Nike’s Back to the Future Self-Lacing Shoe, the HyperAdapt 1.0, Is Finally Here
The world got its first glimpse of the Nike Air Mag in 1989, when Marty McFly sported a pair in Back to the Future. In the intervening 27 years, there’s been plenty of speculation about when (and if) science fiction would ever become fact. Then, last fall, Nike casually dropped a bomb: Yes, power-lacing shoes were possible. In fact, not only were they possible, they were actually going to be something you and I could buy sometime in the near future.
It appears that the future is suddenly the present, because today Nike announced that its first pair of self-lacing shoes will be hitting stores later this year (price to be determined).
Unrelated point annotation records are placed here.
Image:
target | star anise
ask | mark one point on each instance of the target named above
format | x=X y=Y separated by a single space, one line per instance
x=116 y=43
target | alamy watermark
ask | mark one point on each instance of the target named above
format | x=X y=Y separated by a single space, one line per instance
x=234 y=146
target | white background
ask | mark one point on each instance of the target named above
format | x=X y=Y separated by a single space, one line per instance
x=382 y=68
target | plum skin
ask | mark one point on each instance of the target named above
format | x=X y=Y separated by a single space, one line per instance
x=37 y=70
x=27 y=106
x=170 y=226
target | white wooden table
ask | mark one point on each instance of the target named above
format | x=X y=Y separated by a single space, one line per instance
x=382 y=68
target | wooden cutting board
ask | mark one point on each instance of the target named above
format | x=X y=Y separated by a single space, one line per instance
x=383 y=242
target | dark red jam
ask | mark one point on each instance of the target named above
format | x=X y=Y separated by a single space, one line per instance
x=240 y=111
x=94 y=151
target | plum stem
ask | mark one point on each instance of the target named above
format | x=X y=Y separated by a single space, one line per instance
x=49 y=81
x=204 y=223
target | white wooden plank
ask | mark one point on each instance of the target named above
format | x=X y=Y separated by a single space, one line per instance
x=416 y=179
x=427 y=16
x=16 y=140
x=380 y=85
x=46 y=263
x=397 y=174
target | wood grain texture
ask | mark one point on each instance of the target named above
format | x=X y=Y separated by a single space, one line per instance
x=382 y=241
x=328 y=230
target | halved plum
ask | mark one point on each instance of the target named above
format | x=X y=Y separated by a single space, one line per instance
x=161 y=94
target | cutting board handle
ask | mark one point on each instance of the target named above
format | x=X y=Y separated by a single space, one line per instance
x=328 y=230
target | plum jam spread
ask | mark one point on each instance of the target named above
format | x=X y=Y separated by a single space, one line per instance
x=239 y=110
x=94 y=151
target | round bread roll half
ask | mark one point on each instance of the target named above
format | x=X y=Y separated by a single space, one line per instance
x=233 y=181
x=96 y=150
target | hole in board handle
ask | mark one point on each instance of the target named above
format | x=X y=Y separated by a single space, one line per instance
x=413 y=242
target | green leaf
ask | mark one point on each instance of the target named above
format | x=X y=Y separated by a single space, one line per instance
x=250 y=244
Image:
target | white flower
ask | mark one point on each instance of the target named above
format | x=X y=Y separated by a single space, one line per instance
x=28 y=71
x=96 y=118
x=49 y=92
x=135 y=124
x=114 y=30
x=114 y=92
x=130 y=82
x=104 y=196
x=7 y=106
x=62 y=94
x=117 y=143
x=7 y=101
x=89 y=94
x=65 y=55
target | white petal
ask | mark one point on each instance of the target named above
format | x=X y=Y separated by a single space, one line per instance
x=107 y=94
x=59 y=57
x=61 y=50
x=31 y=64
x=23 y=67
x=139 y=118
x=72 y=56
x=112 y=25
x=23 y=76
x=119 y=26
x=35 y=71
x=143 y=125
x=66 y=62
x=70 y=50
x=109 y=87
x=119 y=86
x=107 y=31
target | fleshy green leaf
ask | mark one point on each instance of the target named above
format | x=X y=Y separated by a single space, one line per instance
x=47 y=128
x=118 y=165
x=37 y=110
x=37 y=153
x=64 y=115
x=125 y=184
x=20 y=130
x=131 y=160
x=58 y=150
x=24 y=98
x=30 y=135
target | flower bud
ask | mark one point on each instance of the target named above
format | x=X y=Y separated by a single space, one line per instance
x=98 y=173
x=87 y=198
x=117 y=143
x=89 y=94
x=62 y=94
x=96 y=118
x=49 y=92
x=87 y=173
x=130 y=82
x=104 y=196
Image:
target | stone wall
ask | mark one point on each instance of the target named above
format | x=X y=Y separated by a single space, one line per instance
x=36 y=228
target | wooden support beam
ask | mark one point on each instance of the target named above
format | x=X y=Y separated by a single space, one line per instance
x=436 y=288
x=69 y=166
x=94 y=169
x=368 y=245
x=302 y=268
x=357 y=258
The shoes are called HyperAdapt 1.0, and they’re a pleasantly elegant reimagining of McFly’s flashy high tops.
John Hoke, Nike’s vice president of design, explains that the shoe doesn’t use a traditional lacing system, but rather a battery-powered series of pulleys that cinch the throat of the shoe. When the wearer steps inside the shoe, sensors at the bottom register his or her weight and the position of the foot inside. “It reads if you’re heavy on your heel or heavy on your forefoot,” Hoke says.
Once the sensors get a read on your foot position, a series of tiny pulleys will contract the throat of the shoe tightly around the foot by winding thread around a spool. “Imagine a fishing rod,” Hoke says. The wearer can adjust the tightness by pushing on a plus or minus sign on the left side of the shoe. Hold it down for two seconds, and the shoe will loosen fully, allowing increased blood flow and removal. Eventually, Nike says it wants to make the micro-adjustments automated and reactive to biometric data, so they adjust on the fly.
Hoke says that, after a couple of wears, the shoe will automatically adjust to your preferred setting, much like a car seat that knows how close you like to sit to the wheel. As the “1.0” designation suggests, the team is already looking to how this technology can improve and adapt to create a hyper-personalized platform. He wouldn’t give much away, but Hoke did say that, eventually, you could imagine how your shoe might gather biometric data that can be fed into an entire adaptable, reactive ecosystem of Nike wearables. And by wearables we mean clothes.
It’s a compelling vision for sure, but as with all technology there are potential tradeoffs. Traditional laces are reliable—you’ll never have to worry about them running out of juice or malfunctioning during a pivotal moment. Any time a shoe’s functionality is tied directly to technology, there’s going to be a risk factor.
Nike says the shoes operate on a battery that will last for two weeks on a single charge. That’s the other catch. Yes, you’re gonna have to charge your shoes, just like you charge your phone and FitBit. But come on. It’s a small price to pay to wear a piece of the future, is it not?